I am looking for some probable choices to efficiently populate a relational SQL Server database from xml files. So basically I visualize a three step process to accomplish it;
- Read XML from a public url
- populate sql db which is similar to xml schema
- populate the target relational sql db.
I am not sure if mapping the xml directly to the target db is achieveable easily ie. skipping step 2, but my inclination is that it would make the process a little bit complicated.
The xml reading part from a public url would be something like http://www.abc.com/xmlfeed.xml which would require a nightly routine to make this file available to be processed. Some thing like windows task schedular..or any better way?
I have only two days to make this work, so I would prefer anything that is quick to implement with less coding effort. However I do need this method to be maintainable in the future, as I would be receiving the new xml data every day with the same old schema. In case the schema changes a little bit, I would like the process of tweaking the routine to be hassle free.
I thought that migration of legacy data to SQL Server would be a few minutes task due to the frequency of such requirement, but to my surprise there are very little discussion/comparisions on the internet for different xml migration techniques.I am really confused to decide on the route that I should take, a pure SQL Server solution like SSIS or something like xml parsers.
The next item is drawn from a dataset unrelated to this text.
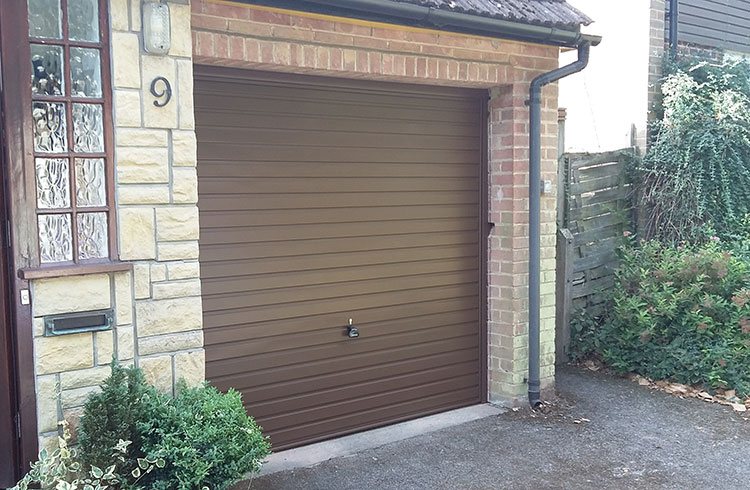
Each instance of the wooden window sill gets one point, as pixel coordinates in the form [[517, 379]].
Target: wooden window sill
[[73, 270]]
As I read your post through, my very first idea was SSIS, and at the end you wrote it yourself. Especially if you are familiar with it, I recommend it. You can implement such a solution in two days.
After you implemented the ETL process you can create an SQL Server Agent job which will schedule your SSIS package to run at the time you want it to run. It supports running packages from SQL Server or File System.
EDIT
According to your example. It’s fully possibe to implement such a solution in SSIS. I give some screenshot about a sample project which process your XML sturcture.
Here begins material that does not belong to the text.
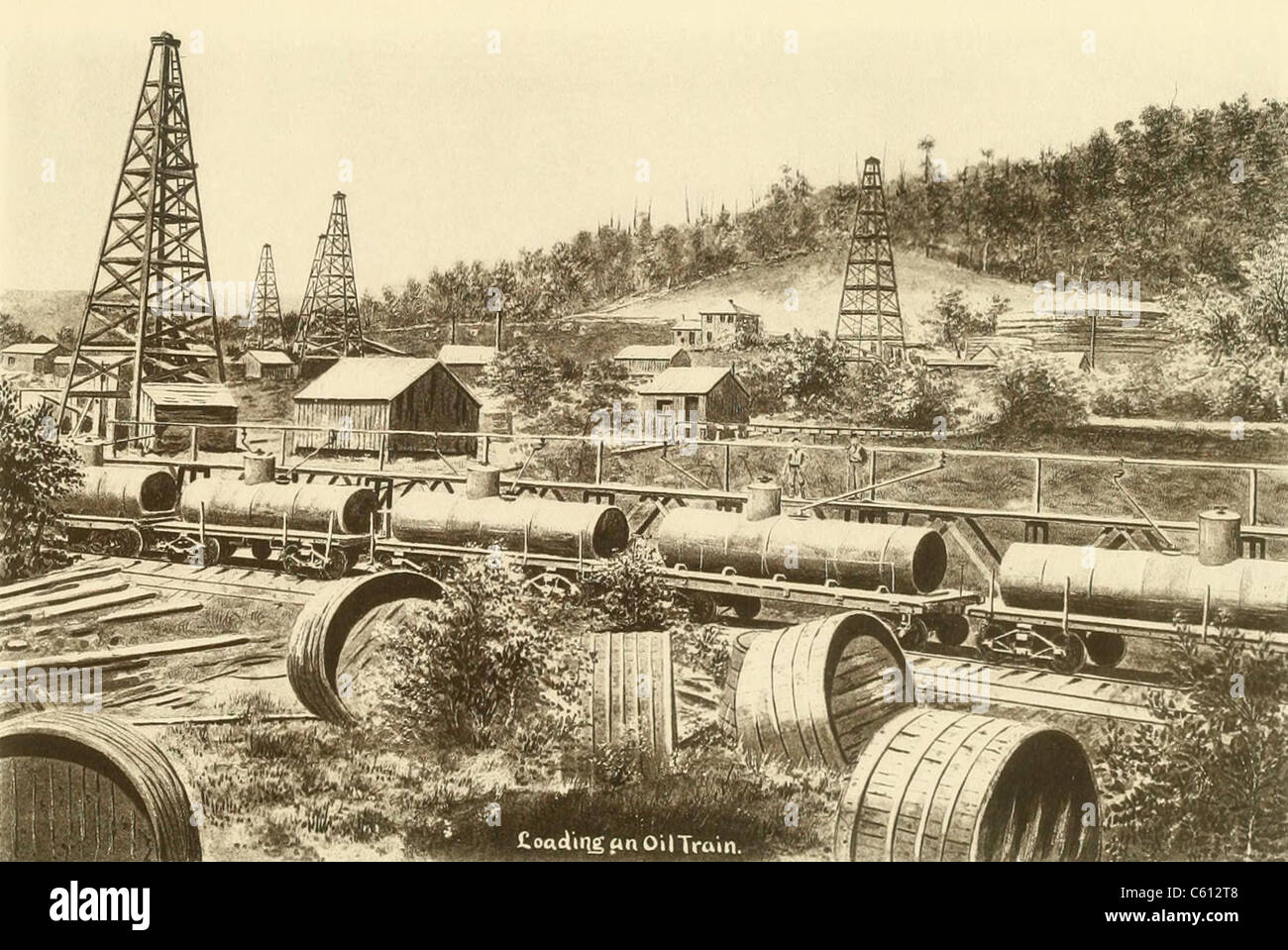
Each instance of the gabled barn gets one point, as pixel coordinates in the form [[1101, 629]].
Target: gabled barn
[[698, 394], [385, 392], [37, 357], [644, 362], [269, 365], [467, 362]]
First image shows that the SSIS package consists of 3 control flow steps. Each of them is a Data Flow Task. First it process the manufacturers then the models then cars.
I implemented only the manufacturers part. This is shown in image #2 and #3. (They overlap a little bit.) In #2 I read the XML content (XML Source task), aggregate it (Aggregation task) by manufacturer. Then I sort them also by manufacturer name (Sort task). On the other side I read the manufacturers existing in SQL database (through OLE DB Source task), then this will be also sorted.
After that these two sources are merged (Merge join task) by a join operation (similar as in SQL). In this case this is a FULL OUTER JOIN so you can figure out which manufacturer is new and which one should be deleted. I split the records into two parts according the previous two conditions (new, deleted).
Finally I add the new manufacturers through an OLE DB Destination task, and delete the missing manufacturers with the help of an OLE DB Command task. In the latter case I assume there’s a stored procedure (called DeleteManufacturer(@ManufacturerName)) in SQL which will delete the manufacturer and all attached models and cars. (Cascade Delete)
The other two data flow tasks should be implemented in the same way. If you should uptade the matching records, the Conditional Split task must have three conditions and a new tree bunch attached to this third condition. Here a new OLE DB Command can be used with an UPDATE statement.
As I wrote previously if you are ready with the package, an SQL Server Agent job should be created, which will run your package at night (or at the time you wish).